Notebook execution started hanging in jupyter_client 8
gibsondan opened this issue · 5 comments
Hello,
Starting last week, a test in the Dagster papermill / jupyter integration started hanging. The hang coincided with a number of jupyter-related releases, but we were able to isolate the problem to the jupyter-client
8 release - downgrading to the previous release made the problem go away.
To reproduce the problem:
- Check out the dagster github repo at tag 1.1.13, with a python 3.8 venv
- Install tox
- In the
python_modules/libraries/dagstermill
folder, run: tox -vv -e py38 -- -k test_hello_world -x -s
The test will hang while executing a notebook, but the hang will go away if you force the previous version of jupyter-client to be installed instead.
Code in Dagster that executes the notebook: https://github.com/dagster-io/dagster/blob/master/python_modules/libraries/dagstermill/dagstermill/factory.py#L194-L213
Console output during the hang (this shows forever):
Executing: 50%|█████ | 1/2 [00:03<00:03, 3.18s/cell]
Stack trace of the notebook while execution is hanging:
Thread 0x10D504600 (idle): "MainThread"
select (selectors.py:558)
_run_once (asyncio/base_events.py:1823)
run_forever (asyncio/base_events.py:570)
run_until_complete (asyncio/base_events.py:603)
just_run (nbclient/util.py:57)
wrapped (nbclient/util.py:78)
execute (papermill/clientwrap.py:46)
execute_managed_notebook (dagstermill/engine.py:75)
execute_notebook (papermill/engines.py:343)
execute_notebook_with_engine (papermill/engines.py:49)
execute_notebook (papermill/execute.py:107)
_t_fn (dagstermill/asset_factory.py:86)
iterate_with_context (dagster/_utils/__init__.py:457)
_yield_compute_results (dagster/_core/execution/plan/compute.py:145)
execute_core_compute (dagster/_core/execution/plan/compute.py:177)
_step_output_error_checked_user_event_sequence (dagster/_core/execution/plan/execute_step.py:94)

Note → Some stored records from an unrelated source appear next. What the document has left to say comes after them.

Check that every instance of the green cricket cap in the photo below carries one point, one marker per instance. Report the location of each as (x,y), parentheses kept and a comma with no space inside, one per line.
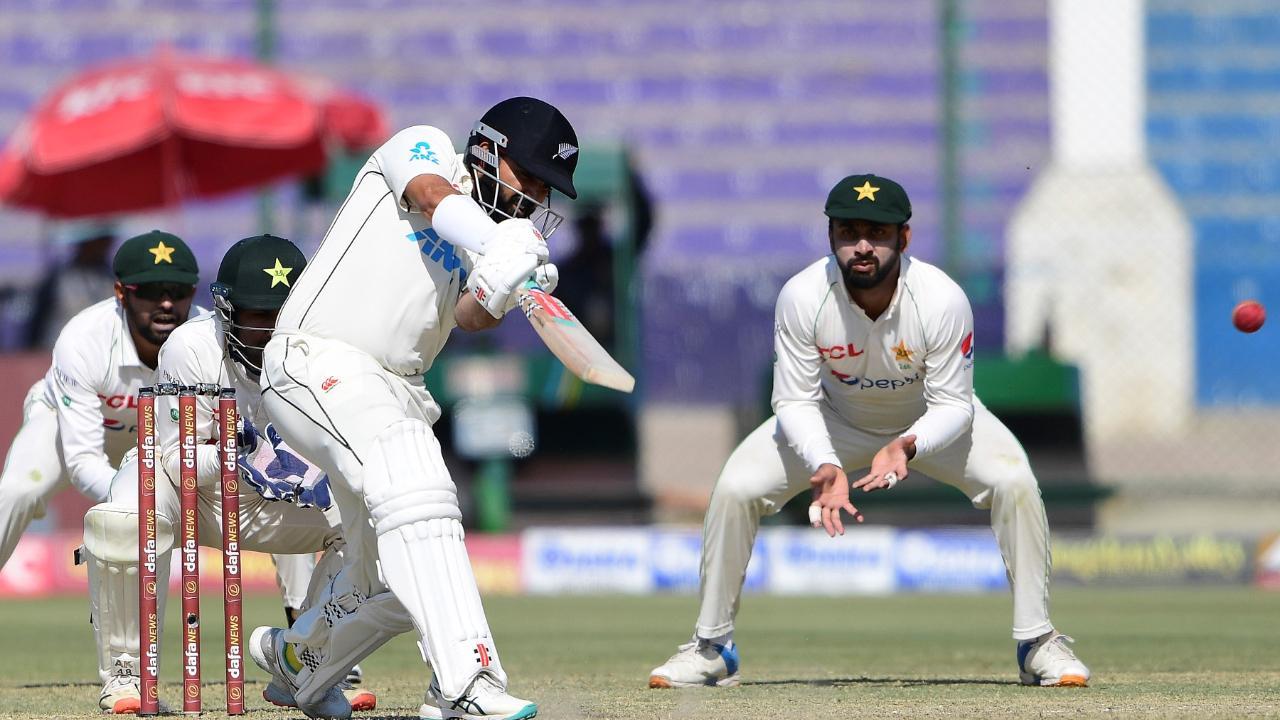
(868,197)
(257,272)
(154,258)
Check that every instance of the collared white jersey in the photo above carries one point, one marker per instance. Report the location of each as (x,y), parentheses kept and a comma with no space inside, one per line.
(908,372)
(382,279)
(196,352)
(94,383)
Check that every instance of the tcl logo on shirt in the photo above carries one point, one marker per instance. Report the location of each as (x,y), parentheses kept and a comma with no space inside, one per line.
(118,401)
(839,351)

core_dagster_event_sequence_for_step (dagster/_core/execution/plan/execute_step.py:382)
dagster_event_sequence_for_step (dagster/_core/execution/plan/execute_plan.py:265)
inner_plan_execution_iterator (dagster/_core/execution/plan/execute_plan.py:114)
__iter__ (dagster/_core/execution/api.py:1103)
execute (dagster/_core/executor/multiprocess.py:93)
_execute_command_in_child_process (dagster/_core/executor/child_process_executor.py:79)
run (multiprocessing/process.py:108)
_bootstrap (multiprocessing/process.py:315)
_main (multiprocessing/spawn.py:129)
spawn_main (multiprocessing/spawn.py:116)
<module> (<string>:1)
Let me know if any other information would be helpful.
I wonder if this is the same issue that we're seeing with nbclient+jupyter_client 8: jupyter/nbclient#272
Our CI also started failing, and we narrowed it down to jupyter_client 8 (we run some of our examples with papermill, which uses jupyter_client).
we didn't try downgrading to jupyter_client 7 since we already built an in-house notebook executor, and migrating to it fixed the issues.
Ah, this was a gap in testing for nbclient
, because we've been testing it against main
as a downstream project.
I'm closing this in favor of jupyter/nbclient#272.